In the days leading up to the IMF and World Bank meetings, confusion reigned
about Tokyo's plans for tackling its economic and banking problems as
government officials issued contradictory statements and criticized the Bank
of Japan for its announcement that it would buy stocks from the banks. Dismay
deepened over the weekend from a bizarre series of flip-flops by Finance
Minister Masajuro Shiokawa and his top aides over what had been
discussed in
a meeting with O'Neill.
O'Neill acknowledged that the meeting had failed to provide him with an
understanding of how Japan's policy moves would help, and he heaped
scorn on
the Bank of Japan's share-buying initiative. "If shares in a company are held
by your neighbor instead of by you, what's the net economic effect?" he
demanded.
As for Brazil, IMF Managing Director Horst Koehler sought to dampen concern
that the country was hurtling toward default, but his reasoning added little
to what other top policymakers have said in recent days as Brazilian markets
kept falling.
The IMF already has pledged to lend Brazil up to $30 billion, its biggest
rescue package in history. The move, however, has failed to reverse a steady
outflow of capital from the country, which has accelerated as a left-wing
candidate, Luiz Inacio Lula da Silva, has gained a commanding lead in polls
for next month's presidential election. A common belief among investors is
that "Lula," as he is known, plans to abandon the current government's
free-market, anti-inflation policies.
As a result, many experts fear that the markets are creating a
self-fulfilling prophecy of default by pushing to impossibly high levels the
government's costs of borrowing and servicing its debt of more than $300
billion. The steep decline in bonds means investors are demanding yields of
more than 20 percent. The decline in value of the real also hurts because
much of Brazil's debt payments automatically rise when the exchange rate
falls.
At a news conference Saturday, Koehler said that he nonetheless expects
markets to settle down after the election and give the new government some
breathing space.
"The facts are, first, that this country has a huge potential for
growth," he
said. "We have heard from the major candidates that they endorse the crucial
elements of the IMF work program," which includes strict targets to keep the
government from overspending.
Some bankers said this weekend that the strategy stands some chance of
working even if Lula wins, provided he starts off by employing moderate rh
etoric and chooses an economic team that inspires market confidence
about his
intention to follow IMF-backed policies. But others were skeptical. "In the
short term, Lula will say, 'I'll do what I promised the IMF,' but what we're
worried about is the medium term," an official at a U.S. bank said.

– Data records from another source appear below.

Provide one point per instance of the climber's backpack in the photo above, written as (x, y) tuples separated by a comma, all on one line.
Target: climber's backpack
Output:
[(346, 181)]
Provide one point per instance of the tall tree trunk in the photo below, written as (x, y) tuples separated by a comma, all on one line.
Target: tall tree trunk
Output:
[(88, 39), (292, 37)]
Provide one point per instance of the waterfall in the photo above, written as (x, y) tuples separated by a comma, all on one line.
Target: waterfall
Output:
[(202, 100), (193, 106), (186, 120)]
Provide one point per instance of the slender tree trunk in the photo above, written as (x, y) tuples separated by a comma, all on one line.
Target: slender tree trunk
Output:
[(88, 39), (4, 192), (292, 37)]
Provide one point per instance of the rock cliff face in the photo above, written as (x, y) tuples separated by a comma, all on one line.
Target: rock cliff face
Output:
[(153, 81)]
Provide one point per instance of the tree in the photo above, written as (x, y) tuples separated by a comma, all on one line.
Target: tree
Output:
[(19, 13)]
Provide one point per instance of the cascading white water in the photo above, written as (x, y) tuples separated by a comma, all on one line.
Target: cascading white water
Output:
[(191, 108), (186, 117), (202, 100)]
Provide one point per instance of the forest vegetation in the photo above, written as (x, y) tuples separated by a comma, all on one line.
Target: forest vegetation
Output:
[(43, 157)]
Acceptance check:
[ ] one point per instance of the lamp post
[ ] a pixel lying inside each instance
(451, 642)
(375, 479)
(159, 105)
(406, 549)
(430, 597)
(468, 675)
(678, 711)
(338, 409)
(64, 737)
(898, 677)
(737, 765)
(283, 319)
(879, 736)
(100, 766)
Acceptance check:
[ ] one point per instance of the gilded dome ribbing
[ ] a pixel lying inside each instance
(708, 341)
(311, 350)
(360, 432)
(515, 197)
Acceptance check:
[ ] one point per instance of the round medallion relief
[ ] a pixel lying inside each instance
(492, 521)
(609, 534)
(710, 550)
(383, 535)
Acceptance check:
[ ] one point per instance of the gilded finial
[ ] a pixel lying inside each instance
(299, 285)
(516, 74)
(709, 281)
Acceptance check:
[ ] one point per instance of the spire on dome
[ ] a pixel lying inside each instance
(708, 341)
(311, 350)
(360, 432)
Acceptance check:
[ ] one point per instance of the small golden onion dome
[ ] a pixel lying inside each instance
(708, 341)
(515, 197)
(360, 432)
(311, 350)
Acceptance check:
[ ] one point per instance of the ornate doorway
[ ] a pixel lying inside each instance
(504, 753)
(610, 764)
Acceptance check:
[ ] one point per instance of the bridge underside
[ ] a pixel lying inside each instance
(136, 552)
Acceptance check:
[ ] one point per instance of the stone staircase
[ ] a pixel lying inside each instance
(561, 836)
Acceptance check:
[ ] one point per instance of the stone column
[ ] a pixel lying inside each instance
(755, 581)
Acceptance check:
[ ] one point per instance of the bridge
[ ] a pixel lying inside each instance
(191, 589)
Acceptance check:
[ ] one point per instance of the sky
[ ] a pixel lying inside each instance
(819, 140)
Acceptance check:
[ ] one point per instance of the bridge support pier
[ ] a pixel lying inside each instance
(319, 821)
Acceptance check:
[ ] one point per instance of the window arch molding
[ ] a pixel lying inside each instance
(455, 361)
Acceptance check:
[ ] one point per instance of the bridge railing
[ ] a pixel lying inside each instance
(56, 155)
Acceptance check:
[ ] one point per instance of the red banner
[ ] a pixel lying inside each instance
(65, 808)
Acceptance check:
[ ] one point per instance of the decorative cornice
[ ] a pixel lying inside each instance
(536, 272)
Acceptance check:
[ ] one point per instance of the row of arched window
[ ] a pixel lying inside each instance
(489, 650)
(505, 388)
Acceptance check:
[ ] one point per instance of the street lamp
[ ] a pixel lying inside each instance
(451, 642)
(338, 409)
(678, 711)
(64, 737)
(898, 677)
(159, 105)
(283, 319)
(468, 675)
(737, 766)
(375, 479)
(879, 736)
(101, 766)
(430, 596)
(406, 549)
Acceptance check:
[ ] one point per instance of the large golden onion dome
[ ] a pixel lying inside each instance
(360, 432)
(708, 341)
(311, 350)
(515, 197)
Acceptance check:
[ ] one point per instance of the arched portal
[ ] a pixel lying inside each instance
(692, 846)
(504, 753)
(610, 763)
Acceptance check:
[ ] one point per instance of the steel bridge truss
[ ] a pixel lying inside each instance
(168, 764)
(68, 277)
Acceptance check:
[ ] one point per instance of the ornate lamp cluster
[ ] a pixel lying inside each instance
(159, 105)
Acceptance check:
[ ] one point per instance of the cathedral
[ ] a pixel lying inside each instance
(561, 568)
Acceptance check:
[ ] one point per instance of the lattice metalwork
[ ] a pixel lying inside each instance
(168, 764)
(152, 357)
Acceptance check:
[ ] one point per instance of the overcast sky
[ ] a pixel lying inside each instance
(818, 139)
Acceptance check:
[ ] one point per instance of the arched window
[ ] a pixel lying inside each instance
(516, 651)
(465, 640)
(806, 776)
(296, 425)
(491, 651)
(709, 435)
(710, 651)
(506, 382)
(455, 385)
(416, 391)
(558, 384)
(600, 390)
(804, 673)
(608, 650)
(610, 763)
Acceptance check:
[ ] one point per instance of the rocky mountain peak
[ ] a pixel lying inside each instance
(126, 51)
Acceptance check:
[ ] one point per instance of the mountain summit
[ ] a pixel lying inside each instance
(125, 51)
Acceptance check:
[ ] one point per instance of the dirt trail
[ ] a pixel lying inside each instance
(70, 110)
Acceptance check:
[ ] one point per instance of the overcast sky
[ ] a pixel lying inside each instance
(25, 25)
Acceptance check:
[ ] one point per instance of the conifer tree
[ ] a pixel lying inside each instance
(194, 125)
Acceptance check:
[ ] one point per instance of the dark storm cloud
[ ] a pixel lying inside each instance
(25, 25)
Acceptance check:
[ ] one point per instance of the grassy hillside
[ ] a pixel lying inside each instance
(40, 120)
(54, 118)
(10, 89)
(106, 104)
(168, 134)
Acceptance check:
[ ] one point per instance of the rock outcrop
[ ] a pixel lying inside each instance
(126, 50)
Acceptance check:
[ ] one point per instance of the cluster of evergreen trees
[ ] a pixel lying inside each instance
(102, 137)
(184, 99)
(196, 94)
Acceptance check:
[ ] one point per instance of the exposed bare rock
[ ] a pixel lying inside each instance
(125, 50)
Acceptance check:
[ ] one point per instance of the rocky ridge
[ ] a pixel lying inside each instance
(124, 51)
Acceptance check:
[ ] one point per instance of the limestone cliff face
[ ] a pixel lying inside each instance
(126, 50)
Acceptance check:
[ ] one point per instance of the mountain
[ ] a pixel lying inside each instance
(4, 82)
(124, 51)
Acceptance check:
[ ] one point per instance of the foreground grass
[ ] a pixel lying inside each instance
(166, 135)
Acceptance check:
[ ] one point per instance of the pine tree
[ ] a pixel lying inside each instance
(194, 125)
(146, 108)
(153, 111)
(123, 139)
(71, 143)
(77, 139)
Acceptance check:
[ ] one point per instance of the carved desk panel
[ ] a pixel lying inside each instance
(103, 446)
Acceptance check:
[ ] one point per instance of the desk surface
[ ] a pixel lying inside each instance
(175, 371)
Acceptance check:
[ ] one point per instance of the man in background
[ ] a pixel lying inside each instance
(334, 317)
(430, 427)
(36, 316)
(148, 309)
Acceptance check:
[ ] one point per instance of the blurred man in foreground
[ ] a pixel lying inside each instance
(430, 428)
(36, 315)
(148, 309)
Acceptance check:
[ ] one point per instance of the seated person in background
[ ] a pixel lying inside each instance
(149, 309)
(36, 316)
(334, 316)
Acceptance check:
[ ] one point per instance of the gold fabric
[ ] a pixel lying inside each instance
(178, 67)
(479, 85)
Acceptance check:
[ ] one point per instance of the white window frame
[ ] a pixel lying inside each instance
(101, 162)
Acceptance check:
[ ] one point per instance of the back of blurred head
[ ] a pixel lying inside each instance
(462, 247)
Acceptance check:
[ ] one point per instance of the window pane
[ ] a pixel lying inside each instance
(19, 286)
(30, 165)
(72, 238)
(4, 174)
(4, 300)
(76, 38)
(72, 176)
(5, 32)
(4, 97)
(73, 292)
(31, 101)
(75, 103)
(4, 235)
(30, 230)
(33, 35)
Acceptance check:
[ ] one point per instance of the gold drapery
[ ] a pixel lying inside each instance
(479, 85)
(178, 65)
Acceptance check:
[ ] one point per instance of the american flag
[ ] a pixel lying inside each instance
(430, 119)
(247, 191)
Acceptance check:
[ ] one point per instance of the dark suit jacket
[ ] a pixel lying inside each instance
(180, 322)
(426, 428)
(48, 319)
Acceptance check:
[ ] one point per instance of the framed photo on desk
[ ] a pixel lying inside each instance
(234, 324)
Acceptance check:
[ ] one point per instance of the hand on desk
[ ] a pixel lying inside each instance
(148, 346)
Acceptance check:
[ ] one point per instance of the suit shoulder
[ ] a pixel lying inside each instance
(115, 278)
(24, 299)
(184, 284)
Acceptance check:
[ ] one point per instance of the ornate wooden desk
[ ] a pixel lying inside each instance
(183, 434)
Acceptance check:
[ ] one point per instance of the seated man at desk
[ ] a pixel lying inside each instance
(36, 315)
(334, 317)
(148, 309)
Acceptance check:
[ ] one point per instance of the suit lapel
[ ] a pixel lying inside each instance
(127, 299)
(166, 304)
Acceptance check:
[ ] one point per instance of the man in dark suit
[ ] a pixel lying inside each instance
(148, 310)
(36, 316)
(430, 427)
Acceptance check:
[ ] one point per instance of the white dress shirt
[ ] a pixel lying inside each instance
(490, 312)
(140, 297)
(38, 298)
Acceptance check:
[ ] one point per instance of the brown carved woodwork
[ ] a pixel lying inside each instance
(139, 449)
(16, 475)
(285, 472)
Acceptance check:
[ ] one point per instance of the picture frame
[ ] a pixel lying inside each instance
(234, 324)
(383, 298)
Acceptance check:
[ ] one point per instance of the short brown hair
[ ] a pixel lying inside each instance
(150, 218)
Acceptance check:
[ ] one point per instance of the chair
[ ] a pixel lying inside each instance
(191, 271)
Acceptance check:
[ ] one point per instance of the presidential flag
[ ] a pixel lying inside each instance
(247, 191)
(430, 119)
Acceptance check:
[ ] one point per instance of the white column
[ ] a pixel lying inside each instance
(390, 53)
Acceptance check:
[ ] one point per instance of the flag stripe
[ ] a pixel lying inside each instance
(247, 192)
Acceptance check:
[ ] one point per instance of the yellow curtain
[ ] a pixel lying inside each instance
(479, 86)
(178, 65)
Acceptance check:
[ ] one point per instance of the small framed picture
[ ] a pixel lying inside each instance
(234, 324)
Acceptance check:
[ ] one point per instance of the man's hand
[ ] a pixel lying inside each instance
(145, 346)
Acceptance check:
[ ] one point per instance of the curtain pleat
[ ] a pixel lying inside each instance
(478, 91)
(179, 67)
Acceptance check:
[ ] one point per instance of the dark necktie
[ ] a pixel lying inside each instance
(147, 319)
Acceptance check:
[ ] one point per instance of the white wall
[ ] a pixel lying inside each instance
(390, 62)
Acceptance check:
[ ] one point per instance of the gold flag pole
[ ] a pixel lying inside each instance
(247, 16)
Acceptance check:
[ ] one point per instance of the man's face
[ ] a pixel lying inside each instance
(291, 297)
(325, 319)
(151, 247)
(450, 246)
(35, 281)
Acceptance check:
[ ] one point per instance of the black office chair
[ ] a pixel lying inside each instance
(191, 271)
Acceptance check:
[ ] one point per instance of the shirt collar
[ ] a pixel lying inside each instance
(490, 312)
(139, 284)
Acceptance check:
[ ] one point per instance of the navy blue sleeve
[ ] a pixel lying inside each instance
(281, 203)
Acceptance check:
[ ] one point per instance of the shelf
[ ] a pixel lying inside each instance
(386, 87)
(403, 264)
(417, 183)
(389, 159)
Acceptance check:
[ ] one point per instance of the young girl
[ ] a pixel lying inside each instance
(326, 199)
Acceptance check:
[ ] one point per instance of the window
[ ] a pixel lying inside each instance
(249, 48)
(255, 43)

Although the meetings may have done little to calm market jitters about
immediate problems, the policymakers did make progress in advancing ideas
aimed at avoiding future crises.
But even on that score, the results were limited. After the U.S. Treasury
claimed Friday that emerging-market countries were moving toward issuing
bonds with special crisis-resolution clauses, Mexican Finance Minister
Francisco Gil Diaz undercut that claim by declaring Saturday that his
government has no intention of doing so.